Die Europäische Kommission veranstaltet jährlich einen „EU Agricultural Outlook Spring Workshop“, um mit Branchenexpertinnen und -experten die Trends auf den internationalen Märkten zu diskutieren. Der diesjährige Workshop wurde online abgehalten und für den Sektor Wein gemeinsam von Prof. Dr. Simone Loose, Leiterin des Instituts für Wein- und Getränkewirtschaft der Hochschule Geisenheim, und Rafael del Rey vom Observatorio Español del Mercado del Vino (OEMV) geleitet.
Nach Meinung der Expertinnen und Experten stehen die Themen Nachhaltigkeit, Klimawandel, Innovation, Konsumentenverhalten und Veränderung von Ernährungsgewohnheiten bei Agrarprodukten derzeit am meisten im Fokus. Die Vielzahl an Themen, die als relevant eingestuft wurden und zu denen auch Digitalisierung, Verringerung von Pflanzenschutz und ausreichendes Einkommen der Produzenten zählten, zeigt indes, vor welch umfangreichen Herausforderungen die Agrarbranche heute steht.

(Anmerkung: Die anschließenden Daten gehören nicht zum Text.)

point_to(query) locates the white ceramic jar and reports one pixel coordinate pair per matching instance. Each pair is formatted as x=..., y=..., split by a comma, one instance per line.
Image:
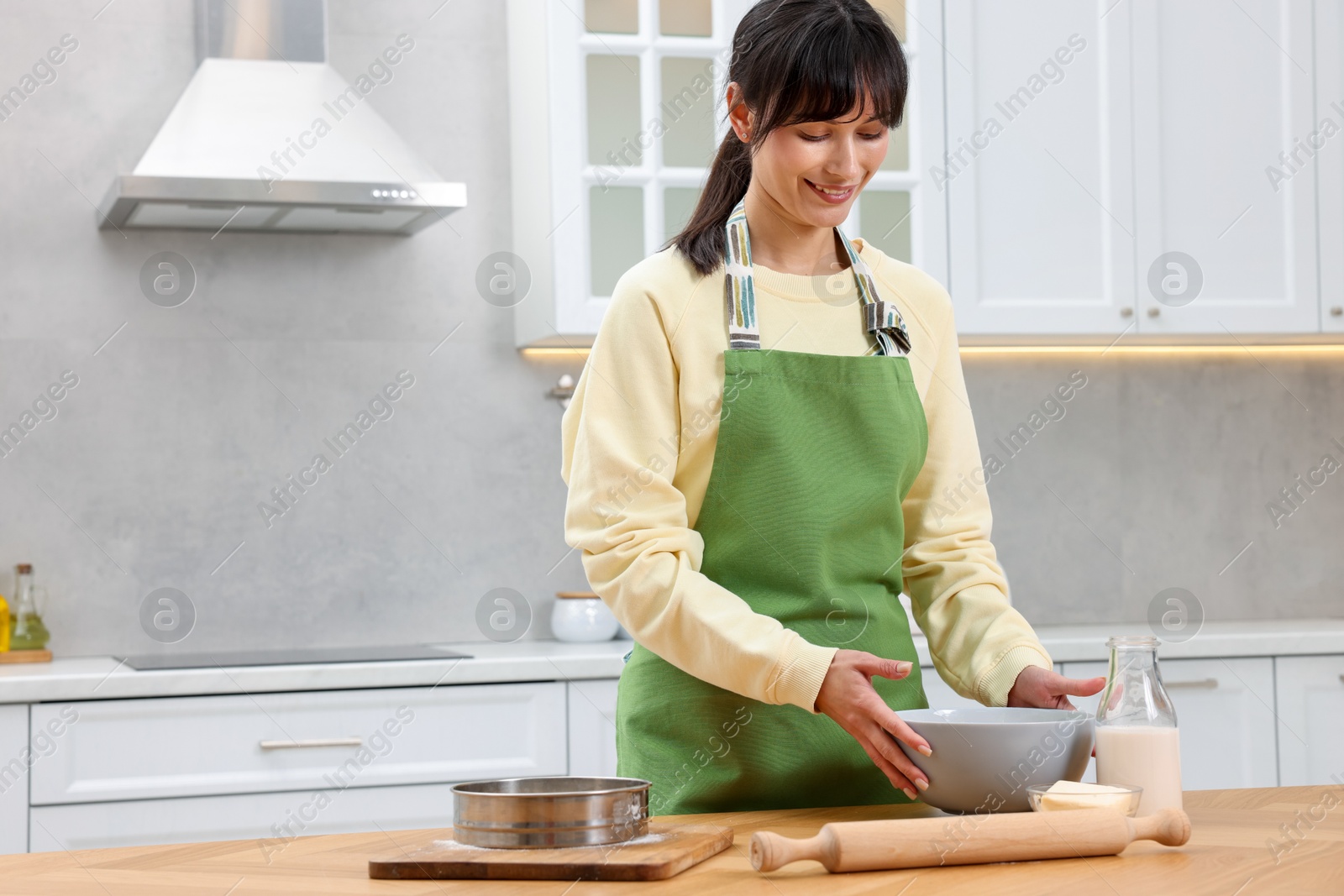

Speziell für den Weinsektor standen die langfristigen Auswirkungen von Covid-19 auf das globale Gleichgewicht zwischen Angebot und Nachfrage im Vordergrund. Die rückläufige Weinnachfrage innerhalb von Europa wurde in der Vergangenheit durch Exporte kompensiert, die durch Covid-19 aber rückläufig waren. Welche Weine werden in Zukunft nachgefragt? Welche Rolle spielen das Gesundheitsbewusstsein und der Trend zu weniger Alkohol? Gibt es genügend Nachfrage auf dem Markt für das Bestreben der EU, die ökologische Weinproduktion stark auszuweiten? Welche Auswirkungen hat diese auf Ertrag und Kosten? Einige Teilnehmende meldeten direkt Zweifel an, ob die Nachfrage nach ökologischem Wein schnell genug steigen werde.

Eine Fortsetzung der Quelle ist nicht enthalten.